LEVEL 43
GRITSENKO LIFTS
Number of wt 2 Gritsenko lifts: 1
Number of wt 4 Gritsenko lifts: 8
WEIGHT 4 CUSP FORMS
The weight 4 space of cusp forms (and the plus and minus parts) have dimensions:
dim S4(K(43)) = 9
dim S4(K(43))+ = 9
dim S4(K(43))- = 0
Here, there is one wt 2 Gritsenko lift and 8
wt 4 Gritsenkow lifts.
Because the square of the wt 2 Gritsenko lift is necessarily linearly independent
of the wt 4 Gritsenko lifts, then
the square of the wt 2 Gritsenko lift along with the wt 4 Gritsenko lifts
must span the the 9-dimesnional wt 4 cusp forms,
implying that all the wt 4 cusp forms are plus forms.

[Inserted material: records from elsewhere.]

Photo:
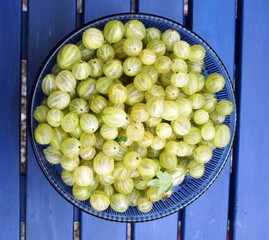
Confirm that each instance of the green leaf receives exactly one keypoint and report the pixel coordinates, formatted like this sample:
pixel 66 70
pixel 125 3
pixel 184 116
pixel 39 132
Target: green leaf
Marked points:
pixel 154 183
pixel 163 182
pixel 122 139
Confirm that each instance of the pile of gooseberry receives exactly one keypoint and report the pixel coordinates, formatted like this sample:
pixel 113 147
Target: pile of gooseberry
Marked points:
pixel 128 112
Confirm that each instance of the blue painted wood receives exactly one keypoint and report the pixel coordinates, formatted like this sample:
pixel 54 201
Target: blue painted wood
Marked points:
pixel 155 230
pixel 251 209
pixel 92 227
pixel 49 216
pixel 10 65
pixel 161 229
pixel 207 217
pixel 172 9
pixel 104 8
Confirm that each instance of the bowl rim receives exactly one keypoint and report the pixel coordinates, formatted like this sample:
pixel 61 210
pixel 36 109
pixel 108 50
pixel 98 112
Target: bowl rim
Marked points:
pixel 30 120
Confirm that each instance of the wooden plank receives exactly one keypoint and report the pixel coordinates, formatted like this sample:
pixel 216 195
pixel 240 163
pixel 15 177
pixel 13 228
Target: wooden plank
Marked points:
pixel 98 229
pixel 172 9
pixel 103 8
pixel 155 229
pixel 49 215
pixel 251 209
pixel 207 217
pixel 10 23
pixel 92 227
pixel 161 229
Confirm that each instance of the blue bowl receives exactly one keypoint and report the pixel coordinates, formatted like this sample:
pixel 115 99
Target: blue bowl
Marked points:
pixel 191 188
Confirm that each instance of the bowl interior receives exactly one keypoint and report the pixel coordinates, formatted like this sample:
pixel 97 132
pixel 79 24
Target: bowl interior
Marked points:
pixel 191 188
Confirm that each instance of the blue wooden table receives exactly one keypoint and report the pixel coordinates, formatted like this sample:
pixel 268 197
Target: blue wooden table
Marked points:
pixel 236 206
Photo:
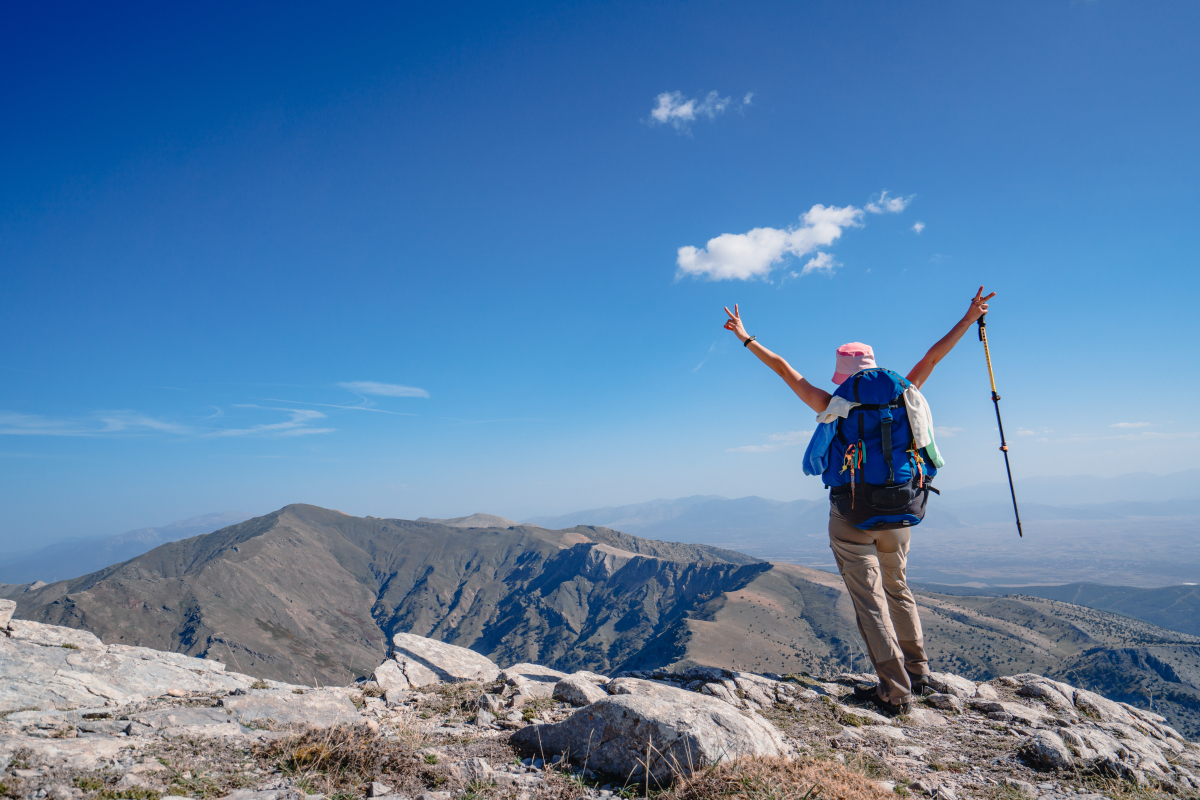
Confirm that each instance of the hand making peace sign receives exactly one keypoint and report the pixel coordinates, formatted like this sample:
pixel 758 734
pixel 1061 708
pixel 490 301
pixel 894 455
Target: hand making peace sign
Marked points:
pixel 978 306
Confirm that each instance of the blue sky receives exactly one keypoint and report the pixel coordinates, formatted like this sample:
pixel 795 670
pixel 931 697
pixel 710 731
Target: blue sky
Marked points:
pixel 220 224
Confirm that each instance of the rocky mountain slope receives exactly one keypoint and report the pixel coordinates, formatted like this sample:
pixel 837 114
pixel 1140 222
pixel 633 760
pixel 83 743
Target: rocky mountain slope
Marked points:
pixel 311 595
pixel 89 721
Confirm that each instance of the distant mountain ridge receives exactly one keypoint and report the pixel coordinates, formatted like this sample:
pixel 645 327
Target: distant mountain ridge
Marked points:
pixel 309 595
pixel 967 535
pixel 69 559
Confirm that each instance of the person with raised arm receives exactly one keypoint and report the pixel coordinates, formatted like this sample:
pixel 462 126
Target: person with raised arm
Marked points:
pixel 875 450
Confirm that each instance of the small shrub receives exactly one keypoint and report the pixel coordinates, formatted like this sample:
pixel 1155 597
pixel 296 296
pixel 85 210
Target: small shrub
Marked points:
pixel 131 793
pixel 89 782
pixel 341 758
pixel 533 709
pixel 475 789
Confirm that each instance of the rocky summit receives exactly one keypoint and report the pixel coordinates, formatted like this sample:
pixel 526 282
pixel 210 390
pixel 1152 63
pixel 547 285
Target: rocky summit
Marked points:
pixel 313 596
pixel 90 721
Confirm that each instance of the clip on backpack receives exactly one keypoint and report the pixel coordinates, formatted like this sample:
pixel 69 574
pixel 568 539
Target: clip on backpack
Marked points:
pixel 876 474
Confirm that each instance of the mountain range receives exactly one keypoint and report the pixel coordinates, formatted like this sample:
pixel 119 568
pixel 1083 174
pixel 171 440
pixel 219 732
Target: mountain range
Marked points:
pixel 72 558
pixel 312 595
pixel 1075 530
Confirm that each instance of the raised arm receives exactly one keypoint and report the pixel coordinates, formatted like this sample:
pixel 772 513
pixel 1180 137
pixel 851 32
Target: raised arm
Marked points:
pixel 919 374
pixel 817 398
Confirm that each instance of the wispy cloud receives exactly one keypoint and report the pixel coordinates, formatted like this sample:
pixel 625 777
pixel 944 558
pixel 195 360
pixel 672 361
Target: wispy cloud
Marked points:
pixel 96 425
pixel 672 108
pixel 821 263
pixel 711 349
pixel 777 441
pixel 885 204
pixel 133 423
pixel 298 426
pixel 754 254
pixel 383 390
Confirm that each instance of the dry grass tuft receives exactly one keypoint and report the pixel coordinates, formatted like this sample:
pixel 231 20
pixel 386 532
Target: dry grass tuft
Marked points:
pixel 342 758
pixel 777 779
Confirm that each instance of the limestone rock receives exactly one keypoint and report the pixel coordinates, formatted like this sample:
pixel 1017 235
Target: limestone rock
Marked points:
pixel 532 680
pixel 389 675
pixel 1047 750
pixel 577 691
pixel 319 708
pixel 949 684
pixel 6 611
pixel 985 692
pixel 946 702
pixel 39 672
pixel 447 661
pixel 858 717
pixel 683 731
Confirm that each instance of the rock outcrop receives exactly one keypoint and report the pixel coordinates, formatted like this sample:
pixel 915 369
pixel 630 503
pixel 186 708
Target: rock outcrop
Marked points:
pixel 82 719
pixel 653 733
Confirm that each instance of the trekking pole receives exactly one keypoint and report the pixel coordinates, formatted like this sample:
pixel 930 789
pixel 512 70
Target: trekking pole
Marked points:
pixel 1003 445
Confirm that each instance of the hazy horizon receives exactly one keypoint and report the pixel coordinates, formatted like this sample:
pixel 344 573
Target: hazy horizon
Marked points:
pixel 414 262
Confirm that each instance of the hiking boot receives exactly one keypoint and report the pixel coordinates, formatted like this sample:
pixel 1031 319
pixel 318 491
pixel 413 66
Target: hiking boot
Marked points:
pixel 870 693
pixel 921 685
pixel 867 692
pixel 894 709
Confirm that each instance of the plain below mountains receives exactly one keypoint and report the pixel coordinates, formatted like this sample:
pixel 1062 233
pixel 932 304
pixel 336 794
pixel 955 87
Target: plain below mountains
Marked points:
pixel 312 595
pixel 69 559
pixel 1135 529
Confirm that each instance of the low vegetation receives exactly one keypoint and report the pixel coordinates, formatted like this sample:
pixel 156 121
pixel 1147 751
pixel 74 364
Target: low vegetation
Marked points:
pixel 777 779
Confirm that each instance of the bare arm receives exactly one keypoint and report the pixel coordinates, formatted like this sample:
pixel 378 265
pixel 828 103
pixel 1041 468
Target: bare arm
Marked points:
pixel 919 374
pixel 816 398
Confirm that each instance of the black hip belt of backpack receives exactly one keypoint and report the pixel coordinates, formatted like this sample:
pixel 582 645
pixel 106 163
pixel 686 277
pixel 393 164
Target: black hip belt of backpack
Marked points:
pixel 871 504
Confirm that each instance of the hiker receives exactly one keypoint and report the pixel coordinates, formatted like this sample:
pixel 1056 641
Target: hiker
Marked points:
pixel 875 450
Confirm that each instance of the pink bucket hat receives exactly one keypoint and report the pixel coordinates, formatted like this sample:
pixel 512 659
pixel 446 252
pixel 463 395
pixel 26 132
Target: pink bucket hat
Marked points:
pixel 851 359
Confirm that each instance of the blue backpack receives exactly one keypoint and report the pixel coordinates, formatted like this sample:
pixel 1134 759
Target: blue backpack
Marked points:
pixel 875 471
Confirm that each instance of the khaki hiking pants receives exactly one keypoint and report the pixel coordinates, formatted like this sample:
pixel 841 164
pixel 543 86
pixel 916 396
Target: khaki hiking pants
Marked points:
pixel 873 565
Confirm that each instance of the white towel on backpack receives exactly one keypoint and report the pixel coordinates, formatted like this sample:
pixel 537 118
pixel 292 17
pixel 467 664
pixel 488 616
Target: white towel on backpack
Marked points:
pixel 921 420
pixel 839 407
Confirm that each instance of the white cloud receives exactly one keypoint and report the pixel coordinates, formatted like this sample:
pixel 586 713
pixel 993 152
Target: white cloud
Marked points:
pixel 822 262
pixel 385 390
pixel 778 441
pixel 672 109
pixel 297 426
pixel 754 254
pixel 889 204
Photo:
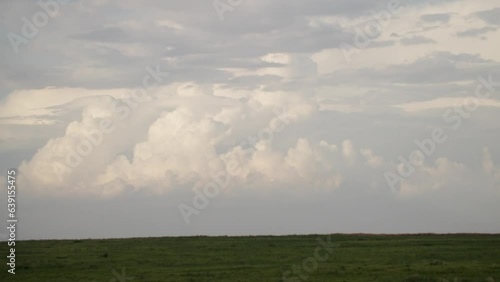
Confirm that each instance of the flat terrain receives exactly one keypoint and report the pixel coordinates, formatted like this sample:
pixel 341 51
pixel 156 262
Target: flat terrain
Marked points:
pixel 263 258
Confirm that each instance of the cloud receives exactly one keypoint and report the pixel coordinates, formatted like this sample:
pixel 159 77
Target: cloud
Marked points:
pixel 490 16
pixel 417 40
pixel 476 32
pixel 436 18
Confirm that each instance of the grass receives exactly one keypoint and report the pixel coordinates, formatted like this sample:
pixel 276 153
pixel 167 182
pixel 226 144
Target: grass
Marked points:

PROVING UPPER BOUND ON NUMBER OF WEIGHT 2 NONLIFTS
We claim:
At most number of wt 2 plus nonlifts: 0
At most number of wt 2 minus nonlifts: 0
We use the theorem that if
there is only one wt 2 Gritsenko lift and if
dim S4(K(43)) equals 1 plus the number of wt 4 Gritsenko lifts,
then we have that
dim H(2)''+ = 0
which implies that there are no plus wt 2 nonlifts.
Because S4(K(43))-=0 and there is at least one
wt 2 Gritsenko lift, then
there cannot be any wt 2 minus form,
and in particular no wt 2 minus nonlift.